For a particular project, we acquire data for a number of events and collect variables about those events at the same time. After the data has been collected, we perform a user-customizable analysis on said data to determine whatever it is that the user is interested in.
The data is collected in a form similar to this:
Timestamp Event 0 x = 0 0 y = 1 3 Event A occurred 3 x = 1 4 Event A occurred 4 x = 2 9 Event B occurred 9 y = 2 9 x = 0
To understand the entire state at any time, the most straightforward approach is to walk over the entire set of data. For example, if I start at time 0, and "analyze" until timestamp 5, I know that at that point x = 2, y = 1, and Event A has occurred twice. That's a really simple example. The user might be (and often is) interested in the time between events, say from A to B, and they might specify the first occurrence of A, then B, or the last occurrence of A, then B (respectively, 9-3 = 6 or 9-4 = 5). Like I said, this is easy to analyze when you're walking over the entire set.
Now, we need to adapt the model to analyze an arbitrary window of time. If we look at 0-N, that's the easy case. But if I look at 1-5, for instance, I have no notion of y unless I begin at 0 and know that y was initially 1 and did not change in the window 1-5.
Our approach is to essentially create a dictionary of variables, and run callbacks on events. If one analysis was "What is x when Event A occurs and time is > 3" then we would run that callback on the first Event A, and it would immediately return because time is not greater than 3. It would run again at 4, and and it would report that x was 1 at t=4.
To adapt to the "time-windowing", I think I am going to (in the background) tack on additional conditions to the analysis.
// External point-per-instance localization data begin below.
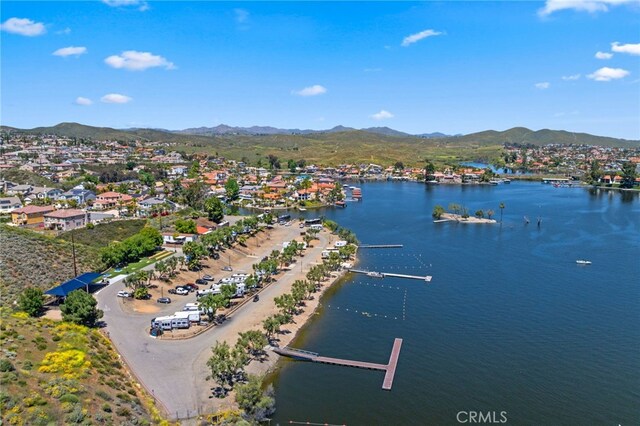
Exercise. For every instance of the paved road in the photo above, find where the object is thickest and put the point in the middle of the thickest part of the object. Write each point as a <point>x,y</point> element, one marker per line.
<point>175,370</point>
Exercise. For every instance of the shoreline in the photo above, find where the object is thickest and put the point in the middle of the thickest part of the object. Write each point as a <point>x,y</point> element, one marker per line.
<point>290,332</point>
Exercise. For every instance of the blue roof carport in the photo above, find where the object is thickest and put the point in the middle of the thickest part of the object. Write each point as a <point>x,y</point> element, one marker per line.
<point>81,281</point>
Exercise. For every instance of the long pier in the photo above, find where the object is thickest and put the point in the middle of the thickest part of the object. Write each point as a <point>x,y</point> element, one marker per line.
<point>389,369</point>
<point>389,274</point>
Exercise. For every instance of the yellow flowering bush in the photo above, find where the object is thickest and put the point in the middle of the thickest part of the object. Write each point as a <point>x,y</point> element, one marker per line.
<point>71,363</point>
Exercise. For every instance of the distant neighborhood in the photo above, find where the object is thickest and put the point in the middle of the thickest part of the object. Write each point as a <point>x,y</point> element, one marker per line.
<point>91,181</point>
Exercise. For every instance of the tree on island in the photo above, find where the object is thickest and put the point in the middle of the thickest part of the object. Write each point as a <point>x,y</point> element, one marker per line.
<point>80,307</point>
<point>438,211</point>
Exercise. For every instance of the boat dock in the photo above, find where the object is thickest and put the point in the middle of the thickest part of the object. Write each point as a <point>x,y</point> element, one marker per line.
<point>389,369</point>
<point>426,278</point>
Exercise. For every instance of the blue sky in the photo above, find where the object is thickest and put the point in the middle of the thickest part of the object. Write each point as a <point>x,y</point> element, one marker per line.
<point>453,67</point>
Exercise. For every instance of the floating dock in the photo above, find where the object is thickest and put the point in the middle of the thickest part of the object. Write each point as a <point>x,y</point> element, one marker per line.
<point>374,274</point>
<point>389,369</point>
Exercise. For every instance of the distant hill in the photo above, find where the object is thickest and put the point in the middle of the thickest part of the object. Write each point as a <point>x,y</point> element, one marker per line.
<point>338,145</point>
<point>522,135</point>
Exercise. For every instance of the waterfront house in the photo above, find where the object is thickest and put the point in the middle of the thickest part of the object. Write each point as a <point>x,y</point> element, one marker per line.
<point>9,204</point>
<point>65,219</point>
<point>30,215</point>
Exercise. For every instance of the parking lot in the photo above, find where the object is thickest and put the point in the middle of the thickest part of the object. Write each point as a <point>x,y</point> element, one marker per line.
<point>174,371</point>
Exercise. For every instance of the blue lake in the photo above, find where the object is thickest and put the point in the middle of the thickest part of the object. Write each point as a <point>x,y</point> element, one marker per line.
<point>509,323</point>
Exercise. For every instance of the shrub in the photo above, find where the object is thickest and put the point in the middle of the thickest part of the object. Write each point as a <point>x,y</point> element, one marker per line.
<point>6,365</point>
<point>102,394</point>
<point>69,397</point>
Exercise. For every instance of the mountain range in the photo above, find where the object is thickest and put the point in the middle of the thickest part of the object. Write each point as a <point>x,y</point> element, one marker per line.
<point>273,136</point>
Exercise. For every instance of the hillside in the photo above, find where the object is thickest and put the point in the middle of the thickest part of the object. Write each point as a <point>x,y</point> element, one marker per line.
<point>340,144</point>
<point>30,259</point>
<point>523,135</point>
<point>18,176</point>
<point>59,373</point>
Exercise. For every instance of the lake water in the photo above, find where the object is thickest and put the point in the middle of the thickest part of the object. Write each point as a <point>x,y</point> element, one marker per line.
<point>509,323</point>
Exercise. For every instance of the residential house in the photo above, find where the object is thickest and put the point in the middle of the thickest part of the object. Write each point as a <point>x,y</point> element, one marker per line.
<point>109,200</point>
<point>65,219</point>
<point>81,196</point>
<point>30,215</point>
<point>9,204</point>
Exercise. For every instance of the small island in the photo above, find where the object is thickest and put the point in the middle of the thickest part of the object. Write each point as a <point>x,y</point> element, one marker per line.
<point>460,213</point>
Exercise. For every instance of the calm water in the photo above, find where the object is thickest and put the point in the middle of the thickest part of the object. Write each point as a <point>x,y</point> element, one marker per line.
<point>509,323</point>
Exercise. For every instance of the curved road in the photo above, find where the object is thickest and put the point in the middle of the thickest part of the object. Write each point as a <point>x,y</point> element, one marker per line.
<point>174,371</point>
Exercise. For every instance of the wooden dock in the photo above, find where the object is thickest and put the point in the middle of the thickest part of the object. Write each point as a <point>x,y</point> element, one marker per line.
<point>389,369</point>
<point>374,274</point>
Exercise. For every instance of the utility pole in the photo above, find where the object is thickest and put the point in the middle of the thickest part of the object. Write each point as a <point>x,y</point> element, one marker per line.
<point>73,251</point>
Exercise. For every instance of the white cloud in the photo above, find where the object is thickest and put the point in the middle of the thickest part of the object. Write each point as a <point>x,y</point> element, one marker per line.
<point>419,36</point>
<point>382,115</point>
<point>141,4</point>
<point>603,55</point>
<point>241,15</point>
<point>314,90</point>
<point>70,51</point>
<point>83,101</point>
<point>591,6</point>
<point>23,26</point>
<point>115,98</point>
<point>631,49</point>
<point>608,74</point>
<point>138,61</point>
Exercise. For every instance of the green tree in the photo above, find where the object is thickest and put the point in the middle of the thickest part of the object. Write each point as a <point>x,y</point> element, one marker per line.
<point>81,308</point>
<point>187,226</point>
<point>215,209</point>
<point>628,175</point>
<point>438,211</point>
<point>31,300</point>
<point>255,403</point>
<point>232,189</point>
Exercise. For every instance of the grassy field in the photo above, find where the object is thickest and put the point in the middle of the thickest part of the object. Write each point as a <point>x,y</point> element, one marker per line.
<point>30,259</point>
<point>103,234</point>
<point>59,373</point>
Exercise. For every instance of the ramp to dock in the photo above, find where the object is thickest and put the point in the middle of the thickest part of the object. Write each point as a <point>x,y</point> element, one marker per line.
<point>389,369</point>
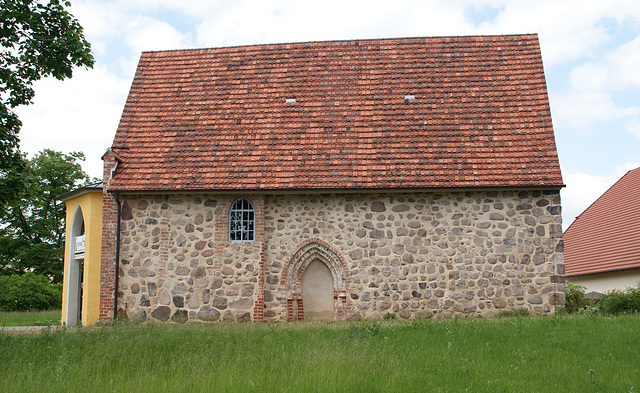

If their analysis is just "What is x when Event A occurs", and the current window is 1-5, then I will change it to "What is x when Event A occurs and time >= 1 and time <= 5". Then if the next window is 6-10, I can readjust the condition as necessary.
My main question is: what pattern does this fit? We are obviously not the first people to approach a problem like this, but I have not been able to find how others have approached it. I probably just don't know what exactly to search on Google. Is there any other approach besides keeping a dictionary of the entire global state for looking up a single state at a given time? Note also that the data could have several, maybe tens of thousands of records, so the fewer iterations over the data set, the better.